The New York Times (April 16) just picked up a concept that’s been circulating in AI research circles for a couple of years: "jagged intelligence." The term describes the uneven capabilities of AI — its capacity to answer complex math questions while failing laughably at simple common sense tasks.  Reports of such  “confusing uneven capabilities,” as the recent story in The Globe and Mail (January 19), often leave the most important question unasked: can these machines actually think? What kind of meaning is produced in algorithmic “thinking?” Paul Kockelman, an anthropologist at Yale, answered these questions in a conference keynote in May 2023, then expanded the lecture into Last Words: Large Language Models and the AI Apocalypse with Prickly Paradigm Press in 2024.  The pace of theoretical reflections in the last two years has tested some of his empirical claims about the limitations of machine learning, but his unusual expertise – and wit –provides a deep and enduring insight into the problem.

The “jagged intelligence” frame of recent date is essentially one more response to the productivity question about which tasks can AI handle, and which fall outside its reach. It’s a question that’s obsessing corporate managers in all sectors of business and has important echoes in contemporary debates about higher education. Ben Wildaversky’s Washington Monthly article (April 15) is one of many that argues for the urgent need for a liberal arts education and the “only by human questions” that can’t be answered by machine learning.  But the possibilities and limitations of AI in business or education rest on an understanding of how machines make sense – not how intelligence is limited or infinite, but the particular ways in which it’s produced.  And here’s where Kockelman’s pamphlet makes a signal contribution.

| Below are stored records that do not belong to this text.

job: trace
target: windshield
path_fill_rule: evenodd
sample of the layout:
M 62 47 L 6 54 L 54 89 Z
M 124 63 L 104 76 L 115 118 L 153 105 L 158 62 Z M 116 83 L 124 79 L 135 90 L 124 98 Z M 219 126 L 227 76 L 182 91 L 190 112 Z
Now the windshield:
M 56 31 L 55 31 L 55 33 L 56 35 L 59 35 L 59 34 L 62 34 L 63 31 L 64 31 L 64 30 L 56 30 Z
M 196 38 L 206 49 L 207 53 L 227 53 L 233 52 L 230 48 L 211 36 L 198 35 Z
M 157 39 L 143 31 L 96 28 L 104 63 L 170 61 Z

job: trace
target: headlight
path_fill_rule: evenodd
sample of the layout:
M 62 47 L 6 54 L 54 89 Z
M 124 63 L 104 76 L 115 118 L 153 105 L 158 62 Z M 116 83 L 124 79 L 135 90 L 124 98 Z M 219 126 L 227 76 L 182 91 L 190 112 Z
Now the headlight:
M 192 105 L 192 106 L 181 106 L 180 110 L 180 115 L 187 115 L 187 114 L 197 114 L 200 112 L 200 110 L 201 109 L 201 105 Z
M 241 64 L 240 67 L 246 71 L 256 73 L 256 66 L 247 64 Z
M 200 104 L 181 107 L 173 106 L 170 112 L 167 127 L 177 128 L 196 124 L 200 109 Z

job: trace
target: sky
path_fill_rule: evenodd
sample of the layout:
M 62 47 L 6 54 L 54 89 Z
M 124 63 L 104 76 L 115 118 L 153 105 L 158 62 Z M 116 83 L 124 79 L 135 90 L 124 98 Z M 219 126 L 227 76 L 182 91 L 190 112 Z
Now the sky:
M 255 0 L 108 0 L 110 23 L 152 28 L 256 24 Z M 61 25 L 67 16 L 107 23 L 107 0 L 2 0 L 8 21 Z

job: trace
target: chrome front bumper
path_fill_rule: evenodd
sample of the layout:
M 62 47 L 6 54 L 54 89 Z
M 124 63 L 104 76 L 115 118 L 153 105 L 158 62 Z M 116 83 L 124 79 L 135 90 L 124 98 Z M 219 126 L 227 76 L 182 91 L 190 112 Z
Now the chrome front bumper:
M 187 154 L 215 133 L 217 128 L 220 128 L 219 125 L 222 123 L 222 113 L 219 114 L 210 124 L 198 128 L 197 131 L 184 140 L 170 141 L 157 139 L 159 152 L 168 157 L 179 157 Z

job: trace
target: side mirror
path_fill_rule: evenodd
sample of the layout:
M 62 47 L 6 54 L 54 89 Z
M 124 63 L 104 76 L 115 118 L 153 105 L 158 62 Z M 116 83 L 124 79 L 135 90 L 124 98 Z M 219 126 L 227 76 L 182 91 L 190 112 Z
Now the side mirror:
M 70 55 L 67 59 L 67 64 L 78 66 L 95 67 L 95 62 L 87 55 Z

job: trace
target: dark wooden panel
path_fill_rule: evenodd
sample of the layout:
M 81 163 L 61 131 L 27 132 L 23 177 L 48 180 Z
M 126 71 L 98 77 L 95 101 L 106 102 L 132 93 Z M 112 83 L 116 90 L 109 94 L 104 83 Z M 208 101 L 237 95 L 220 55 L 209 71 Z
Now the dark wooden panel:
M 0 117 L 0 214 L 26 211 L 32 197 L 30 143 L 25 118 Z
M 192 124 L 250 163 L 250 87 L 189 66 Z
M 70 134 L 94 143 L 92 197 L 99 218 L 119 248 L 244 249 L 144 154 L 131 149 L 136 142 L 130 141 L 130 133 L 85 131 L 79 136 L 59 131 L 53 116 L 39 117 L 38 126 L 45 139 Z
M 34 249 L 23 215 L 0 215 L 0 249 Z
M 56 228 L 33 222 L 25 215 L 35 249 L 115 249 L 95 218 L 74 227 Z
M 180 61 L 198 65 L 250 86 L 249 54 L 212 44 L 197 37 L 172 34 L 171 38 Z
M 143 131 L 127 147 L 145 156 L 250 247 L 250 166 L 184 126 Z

Last Words does a lot of work for a small book, starting with a lucid account of how LLMs actually work, from pretraining on next-word prediction to fine-tuning through reinforcement learning with human feedback (RLHF). Everything that LLMs do – summarize, translate, generate code, hold a conversation, diagnose illness, pass the bar exam – is about predicting the next word in a sequence of words. Building on the work of the American philosopher and mathematician Charles Sanders Peirce, Kochelman shows how different this is from meaning-making by humans: human cognition is about referencing a world outside the mind – making meaning from a gap or “slash,” as Kockelman puts it, between language and the world.  LLMs, with no access to the world, can only create a gap between earlier and later parts of a text: they can only be about “cotext” (word-word relations), not “context” (word-world relations).  LLMs can literally make sense, but they cannot reference – make sense of the world.  Thus when AI is “brilliant,” it’s because the task can be solved by predicting matching patterns in texts.  When it’s “stupid,” it’s because the task requiring anchoring language to things, situations, “reality” itself, something it can’t be trained to do.

“Jagged intelligence” comes from the capacity to process unthinkably large amounts of texts (and images), but without experiencing the physical world.  But Kockelman’s approach suggests how the shape of “jaggedness” is itself predictable, once you understand what the machine is trying to do. It’s an important point, because it allows a critique of the hype.  Big Tech is profiting – or at least, trying hard to – from our own predictable tendency to infer and claim profound “intelligence” from machine performance.  Kockelman shows how the absence of a “reality principle” – the inability of the machine to be wrong and to know it, and to correct itself against something outside the text – is what makes human meaning different.

Last Words is less than 140 pages, but it’s packed with concepts that help make sense of the AI debate. No matter how “fine-tuned” the machine becomes – and it’s clear that multimodal inputs, embodiment in robots, and other forms of machine learning will make it seem that LLMs have overcome the “reality principle” – it can only approximate human reasoning.  Prickly Paradigm Press is proud to offer Last Words as a physical thought companion – soon available for free to read online -- that, far from simply dismissing the capacities of AI, makes sense of its inherent limitations.